Change the "index all explorations" job in the admin dashboard to an "index all activities" job #2553

seanlip · 2016-10-03T05:43:59Z

There is a job, exp_jobs_one_off.IndexAllExplorationsJobManager, that iterates through all the explorations and adds them to the search index. This should really be replaced with a job called activity_jobs_one_off.IndexAllActivitiesJobManager that instead iterates through all explorations and collections, and adds them to the search index.

This may entail a slight refactor (e.g. moving all search-index-related stuff to a new core.domain.search_services file so that methods like search_services.index_activities() can be called).

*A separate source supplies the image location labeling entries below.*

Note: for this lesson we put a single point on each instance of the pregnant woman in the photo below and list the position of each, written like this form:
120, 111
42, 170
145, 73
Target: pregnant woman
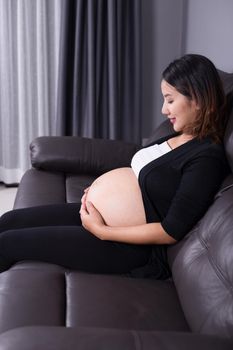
129, 216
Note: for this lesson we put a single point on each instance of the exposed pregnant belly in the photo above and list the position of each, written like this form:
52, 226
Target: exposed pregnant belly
117, 196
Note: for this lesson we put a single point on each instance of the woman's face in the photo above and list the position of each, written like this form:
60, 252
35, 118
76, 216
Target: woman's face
180, 110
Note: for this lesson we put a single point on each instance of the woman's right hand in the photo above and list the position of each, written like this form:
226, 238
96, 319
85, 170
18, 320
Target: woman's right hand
84, 198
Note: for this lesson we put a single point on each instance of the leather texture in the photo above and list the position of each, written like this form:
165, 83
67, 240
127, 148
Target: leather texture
50, 295
194, 310
81, 338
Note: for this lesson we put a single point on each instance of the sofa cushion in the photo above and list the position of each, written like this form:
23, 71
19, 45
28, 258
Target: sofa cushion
39, 187
60, 338
202, 268
42, 294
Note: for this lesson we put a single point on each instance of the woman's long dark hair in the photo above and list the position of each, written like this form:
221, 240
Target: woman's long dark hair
196, 77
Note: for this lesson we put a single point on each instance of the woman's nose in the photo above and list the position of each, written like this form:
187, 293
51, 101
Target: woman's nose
164, 109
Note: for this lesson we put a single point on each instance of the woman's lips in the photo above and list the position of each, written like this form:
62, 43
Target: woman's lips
172, 120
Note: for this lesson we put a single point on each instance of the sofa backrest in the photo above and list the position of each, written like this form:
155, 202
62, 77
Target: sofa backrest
202, 263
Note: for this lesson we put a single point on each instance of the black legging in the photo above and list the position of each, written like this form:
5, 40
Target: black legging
54, 234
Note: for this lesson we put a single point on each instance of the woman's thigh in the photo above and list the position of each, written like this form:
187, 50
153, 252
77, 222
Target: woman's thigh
72, 247
49, 215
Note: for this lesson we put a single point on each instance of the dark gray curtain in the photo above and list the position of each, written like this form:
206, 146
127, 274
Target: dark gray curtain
100, 69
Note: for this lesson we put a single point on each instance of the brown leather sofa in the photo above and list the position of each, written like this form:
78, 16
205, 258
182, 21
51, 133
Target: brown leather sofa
43, 306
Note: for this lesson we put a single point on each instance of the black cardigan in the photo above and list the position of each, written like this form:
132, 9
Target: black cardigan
178, 187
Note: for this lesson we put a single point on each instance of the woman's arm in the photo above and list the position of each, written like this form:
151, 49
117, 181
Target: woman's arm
152, 233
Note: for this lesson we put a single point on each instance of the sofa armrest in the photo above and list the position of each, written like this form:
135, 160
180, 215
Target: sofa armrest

rajan-garg · 2017-01-29T06:45:53Z

@seanlip How to test this? and can you explain the refactoring part because i could not find the method search_services.index_activities()

seanlip · 2017-01-29T06:50:40Z

Go to /admin, and open the jobs panel; you should see a list of one-off jobs that you can run. I think there's functionality on localhost:8000 for manipulating the search index, so you could create a couple explorations, a couple collections, clear the search index, and see if running the job repopulates it. This can (and should) also be written as a backend test.

The idea with the refactoring is to create search_services by moving the functionality from exp_services to it. That's why the function doesn't exist yet. I should mention, though, that refactoring these things can be trickier than it looks at the outset (you'll need to make sure that there are no circular loops and that the backend architecture is still "layered" and coherent), so it might be better to take this up later if you feel like you need more experience with the codebase.

seanlip · 2017-06-04T07:51:55Z

Hi @LanJosh, would you be interested in taking this one up?

kevinlee12 · 2017-06-14T05:08:44Z

Hi @LanJosh, updates on this issue? thanks!

LanJosh · 2017-06-15T01:39:58Z

Hi @kevinlee12, sorry for taking so long. Currently trying to wrap my head around what's happening in the code right now, haven't gotten around to doing much of the refactoring yet!

kevinlee12 · 2017-06-15T03:18:57Z

okay, let me know if you have any questions!

LanJosh · 2017-07-04T15:35:06Z

Hi @kevinlee12 I'm a bit confused on indexing the activities. The entity classes to map over I think should be the CollectionModel and the ExplorationModel, but there is an ActivityModel that I can't see a relationship to.

seanlip · 2017-07-04T17:24:15Z

@LanJosh -- sorry, I'm confused. Where are you seeing ActivityModel? I can't find it in the codebase.

FYI, "activity" is a generic term that we sometimes use for referring to either an exploration or a collection.

seanlip · 2017-07-04T17:25:15Z

Ah -- if you're referring to the use of "all activities" in this issue, it just means "all explorations and collections".

LanJosh · 2017-07-04T22:06:38Z

I was referring to the ActivitiesReferenceModel in core.storage.activity, but that makes sense to just use collection and exploration model in the case of all activities for this issue.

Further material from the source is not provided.